Setting up various methods for Ubuntu file sharing has become easier over the years. In this article, I'll highlight several of the available Ubuntu file sharing options. I'll also point out where to find them and provide links for downloads.
Perhaps the best option for Ubuntu users looking to share files across their local network is NFS (Network File System). Unlike other file sharing options for Ubuntu, NFS is designed for Linux environments. It is also the best-designed option for long-term networked directory shares. NFS is popular with Linux distributions and Network Attached Storage (NAS) servers thanks to its stability and its overall speed.
NFS is widely considered to be the preferred method for sharing files throughout a Linux-specific network. And setup, while a bit detailed, is perfectly duplicable thanks to the great Ubuntu file sharing guide linked above.
The downside to relying on NFS is that it's not really a cross-platform file sharing solution. To better clarify, OS X NFS support is pretty good and Windows NFS support is also fair. But you should be warned — NFS isn't necessarily the best solution for cross-platform needs. Despite its speed advantages, it's a network setup best suited for permanent network deployments instead of casual directory sharing.
Samba is an alternative networking implementation, which is both cross-platform and supports file sharing with printer sharing capabilities. Samba is a robust networking option that is commonly used among home users and those needing to mix their printer and file sharing together under one solution.
Some consider Samba easier to setup than NFS. I tend to disagree with this, especially if you're actually verifying your Samba settings to make sure everything is set up according to the Samba for Ubuntu documentation, because it's a lengthy process.
In the above section discussing NFS, I mentioned that NFS is faster than Samba. This isn't always the case, as in some instances, you may find that Samba is actually out-performing NFS. I recommend running tests with both NFS and Samba to see which one is performing best for your network.

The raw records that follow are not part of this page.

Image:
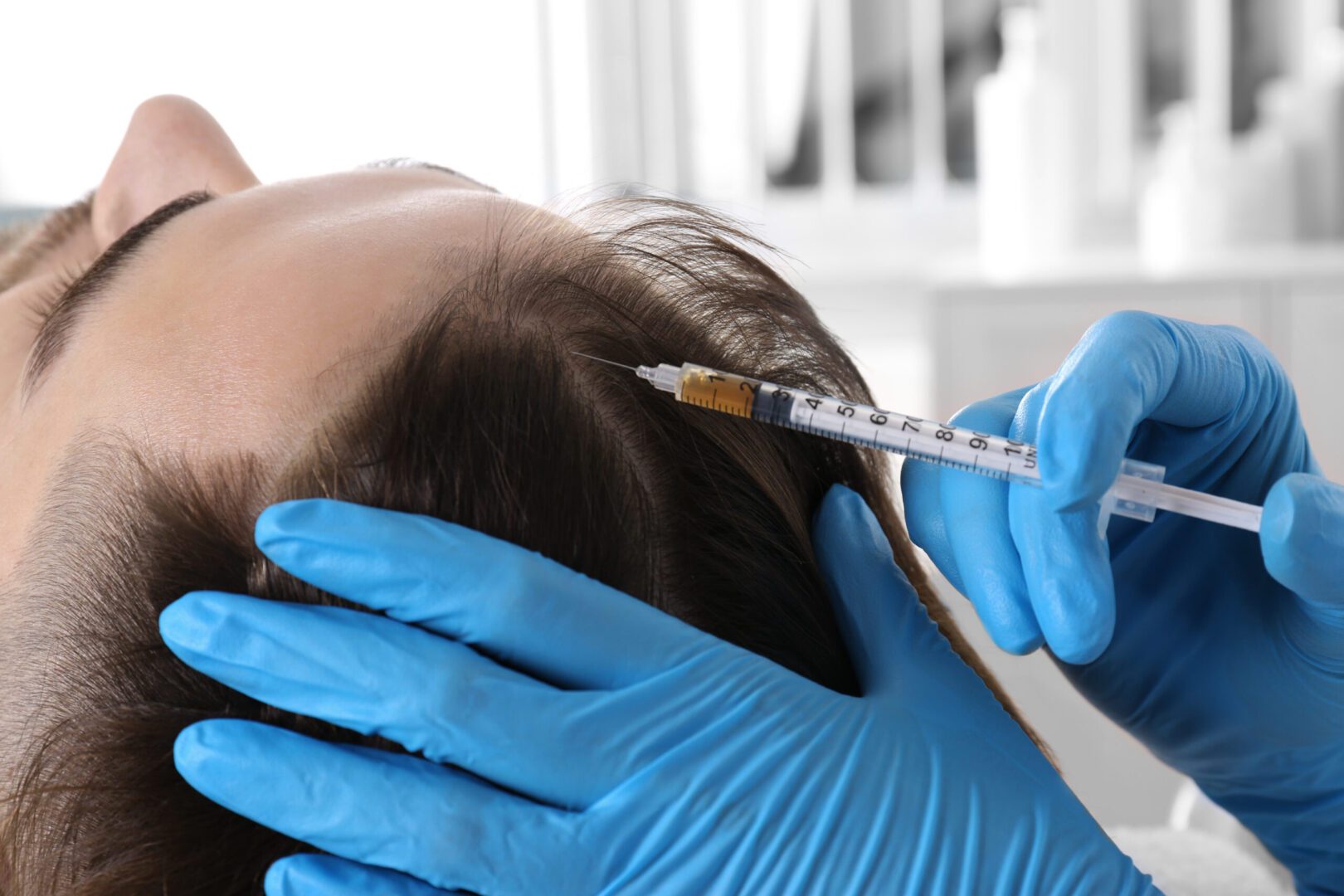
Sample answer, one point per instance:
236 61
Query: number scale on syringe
862 425
1137 492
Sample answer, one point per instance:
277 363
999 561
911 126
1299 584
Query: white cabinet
988 338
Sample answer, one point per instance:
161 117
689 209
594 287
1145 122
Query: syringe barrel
856 423
1136 494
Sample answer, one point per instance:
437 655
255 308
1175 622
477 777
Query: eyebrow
56 329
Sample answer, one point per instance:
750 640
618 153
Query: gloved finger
1127 368
976 514
921 494
1064 564
879 614
312 874
378 807
431 694
514 603
1303 543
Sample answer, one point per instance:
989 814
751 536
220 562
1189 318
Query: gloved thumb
884 625
1303 542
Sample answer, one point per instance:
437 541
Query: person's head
396 336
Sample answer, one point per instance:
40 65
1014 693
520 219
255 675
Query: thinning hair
481 416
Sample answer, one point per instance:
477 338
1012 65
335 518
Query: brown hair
483 416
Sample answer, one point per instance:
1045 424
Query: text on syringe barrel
862 425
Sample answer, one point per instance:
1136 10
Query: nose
173 147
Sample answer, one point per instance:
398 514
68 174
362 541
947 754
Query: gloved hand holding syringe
1137 492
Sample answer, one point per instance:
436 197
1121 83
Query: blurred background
962 184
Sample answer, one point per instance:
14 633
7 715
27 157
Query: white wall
303 88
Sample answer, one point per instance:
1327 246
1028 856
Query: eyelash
45 304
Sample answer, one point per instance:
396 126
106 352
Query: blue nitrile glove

Getting Samba set up with other operating systems is fairly simple. OS X Samba support is fairly straightforward, while Windows Samba support is a bit more convoluted, depending on the version of Windows you happen to be connecting to.
The downside to using Samba for file sharing really comes down to the amazing number of methods for setting it up. A basic setup can be as simple as choosing to share a directory via nautilus-share or something complex such as using Samba as a domain controller. For a newer Ubuntu user, this is a lot to take in.
To make matters worse, the Ubuntu documentation divides the server and client guides into separate sections, which only adds to the confusion. With those points aside, the actual setup for a basic Samba setup from Ubuntu PC to Ubuntu PC is actually quite easy.
Because I don't consider NFS or Samba to be a secure method of file sharing between computers, SSHFS for Ubuntu is something that I feel needs to be covered here. As you may already know, SSH is a widely trusted method of connecting two separate computers for remote control tasks on another machine. What makes SSHFS so awesome, is that you gain all of the encrypted communication advantages offered by SSH in a locally mounted file system.
Setting up SSH on Ubuntu is a bit involved; however, it's not really any more difficult than setting up a NFS server. Mounting a remote directory using SSHFS, on the other hand, is extremely simple on its own. Because SSH is set up out of the box to time out after an extended period of time, it's important to make sure you've set up a server keep alive option. Adding ServerAliveInterval 5 to the server or the client, will ensure your mounted file system doesn't time out due to inactivity.
The only real downside to using SSHFS is in the SSH setup itself. Speed can be another factor as files being placed inside of a SSHFS mounted directory aren't always as fast as other file sharing methods. SSHFS for Windows requires the use of a Windows client called Dokan, while OS X users, will need to use FUSE for OS X.